To be clear, no degrees are awarded at the end of the day, but the Maryland-based Business Learning Institute's popular course, which is aimed at managers and business owners, is meant to briefly touch on key MBA components, including business planning, finance, communication, and leadership.
"The business environment is changing so rapidly that we need to be able to learn faster than the rate of change. And this requires technical training, but this also requires success skills like leadership, collaboration and strategic thinking," Peter Margaritis, an Eight Hour MBA course instructor, said.
The Business Learning Institute, which offers education resources for business professionals, and business management software provider, Sage North America, are offering the course across the US. Sage VP Jennifer Warawa and Business Learning Institute CEO Tom Hood spoke with Inc. about some of the most valuable lessons learned from this specific course (which costs $275).
"Understand your audience. Evaluate how they communicate, and then adjust your behavior to be more similar to theirs," Warawa advised.

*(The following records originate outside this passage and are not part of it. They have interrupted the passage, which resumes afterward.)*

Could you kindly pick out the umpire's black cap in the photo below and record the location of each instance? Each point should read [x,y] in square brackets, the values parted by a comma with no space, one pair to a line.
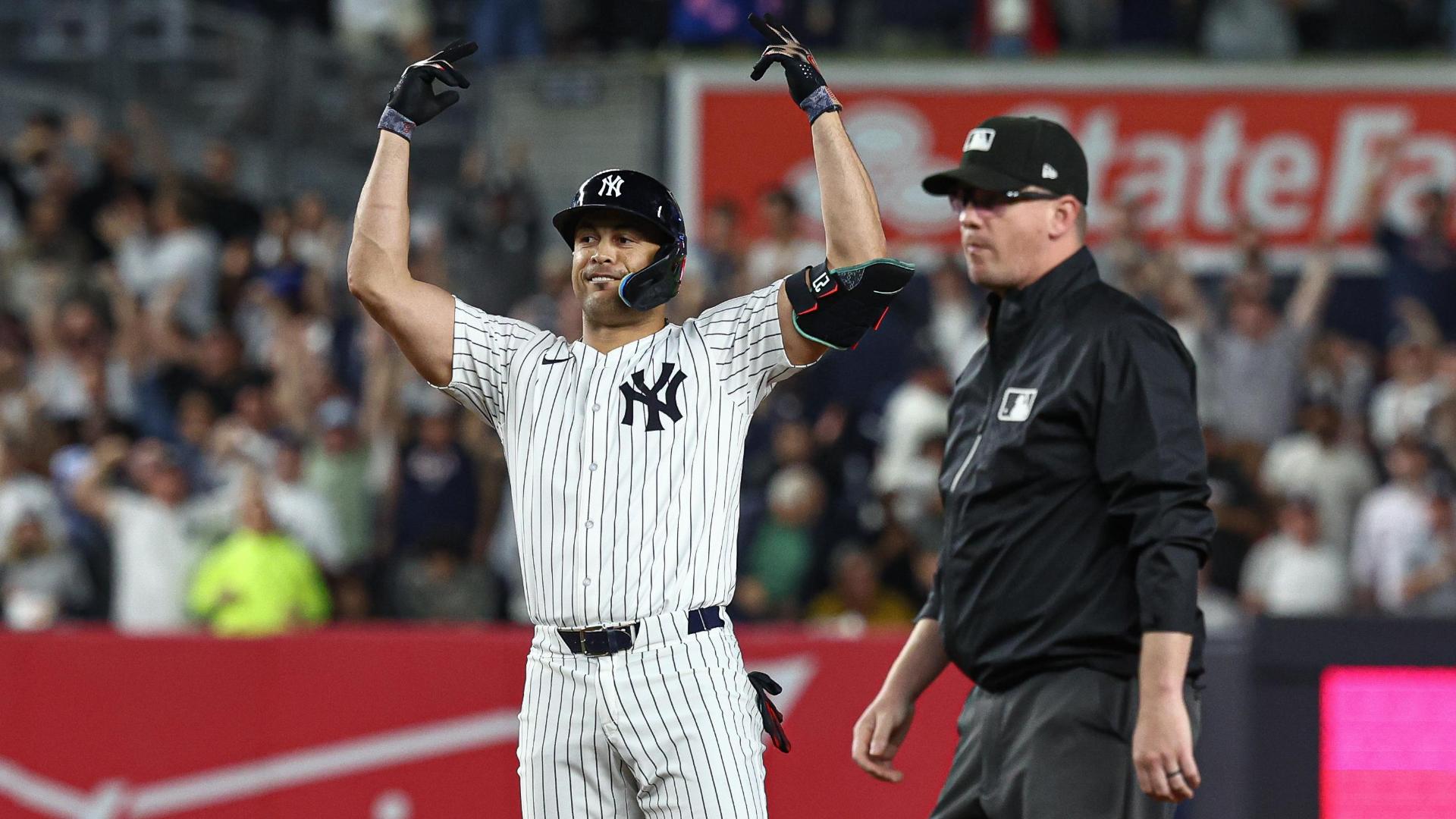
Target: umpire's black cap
[1008,153]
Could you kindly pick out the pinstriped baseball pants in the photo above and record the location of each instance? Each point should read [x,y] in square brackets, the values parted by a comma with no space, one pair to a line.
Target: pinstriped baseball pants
[666,729]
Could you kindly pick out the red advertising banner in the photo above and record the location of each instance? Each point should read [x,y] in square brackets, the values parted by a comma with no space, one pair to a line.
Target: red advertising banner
[394,723]
[1197,148]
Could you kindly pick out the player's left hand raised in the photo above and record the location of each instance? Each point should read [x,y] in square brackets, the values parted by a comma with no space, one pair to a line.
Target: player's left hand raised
[1163,749]
[807,85]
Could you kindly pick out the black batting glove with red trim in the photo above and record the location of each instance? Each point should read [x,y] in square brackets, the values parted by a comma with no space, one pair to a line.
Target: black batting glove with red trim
[414,99]
[764,686]
[807,85]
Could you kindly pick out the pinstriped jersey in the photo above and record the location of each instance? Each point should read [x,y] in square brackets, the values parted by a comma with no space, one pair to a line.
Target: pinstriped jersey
[625,466]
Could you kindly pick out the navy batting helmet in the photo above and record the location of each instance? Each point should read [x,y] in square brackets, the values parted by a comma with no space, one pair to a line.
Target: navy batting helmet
[650,203]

Keep in mind the four different types of communicators:
Analytical. This kind of person prefers discussing just the data and the facts. Spend a little longer talking about fine details with an analytical communicator so that they are assured things are in order.
Amiable. These communicators value maintaining positive relationships. Avoid pressuring this type of person since it won't get you far.
Expressive. Expressive communicators easily understand the big picture and are outgoing and energetic. The best thing to do is share their enthusiasm when discussing projects.
Driver. This person wants to know the end results. Cut right to the chase when speaking with a driver.
2. Code of conduct
It's always important to have an ongoing discussion about ethics within your business. A good opportunity to begin that dialog is by drafting a code of conduct. When getting started, look to other companies you admire for inspiration. The end result should include themes and commonalities that everyone agrees are important. Finally, remember that the code is a work in progress -- it's never too late to make revisions.
"You spend so much time having unplanned conversations with people at the office, on the phone, and attending unproductive meetings. Be OK with declining the things that are not valuable," Warawa said.
In addition, figure out how to manage your email effectively. Set aside just three email checking windows throughout the day so that you're not continually interrupted. And as for improving productivity in the long run, constantly evaluate what you're doing. If it's not benefitting the greater good of the company, then stop doing it.